The MFA’s Juneteenth celebration started back in the year 2012 when a local artist, James Pierre, recommended to his activist friends that they should find out a way to bring more assortment into the halls of the MFA. Malia Lazu, who is the founder of the Urban Labs, keenly took the proposition and ran with it, and the museum approved to take a partnership.
Malia Lazu said, “I think the MFA is one of the most beautiful spaces we have, as far as high culture.” The statement further added, “The idea of having such a beautiful room filled with beautiful diversity was a night I wanted. I wanted a night to get dressed, look cute, and have it be all about my culture.”
But now the situation is totally different soon after the controversy struck last month. All over there is a buzz about what it would mean for the Juneteenth event.
After that unacceptable event, there’s a big question buzzing around that would black people will still feel comfortable going out there?
An MFA official said on this matter that this time too she expects the event is going to go off as efficiently as ever.
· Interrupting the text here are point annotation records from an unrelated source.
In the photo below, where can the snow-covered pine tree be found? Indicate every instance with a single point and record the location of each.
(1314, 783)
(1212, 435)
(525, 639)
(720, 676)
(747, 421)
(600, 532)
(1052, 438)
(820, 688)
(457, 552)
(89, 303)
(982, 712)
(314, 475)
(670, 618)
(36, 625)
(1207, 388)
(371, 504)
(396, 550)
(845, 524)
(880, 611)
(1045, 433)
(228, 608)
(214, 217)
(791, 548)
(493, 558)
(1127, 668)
Makeeba McCreary who is the MFA’s chief of learning and community engagement said that a loss of community support would be unlucky for them.
She said, “I can’t conceive of a space needing to be infused with this kind of energy and the energy choosing just to not show up.”
She further added by saying, “I’m heartbroken that it comes at the expense of young people having an experience they should not have anywhere in this city. But I know they have been incredibly courageous, and I’m committed to being part of the solution.”
Well, even after this unfortunate incident and being on the buzz around the month, everyone still knows at the end that MFA has been a part of Juneteenth celebration for many years and maybe it perhaps have to continue to be the same way.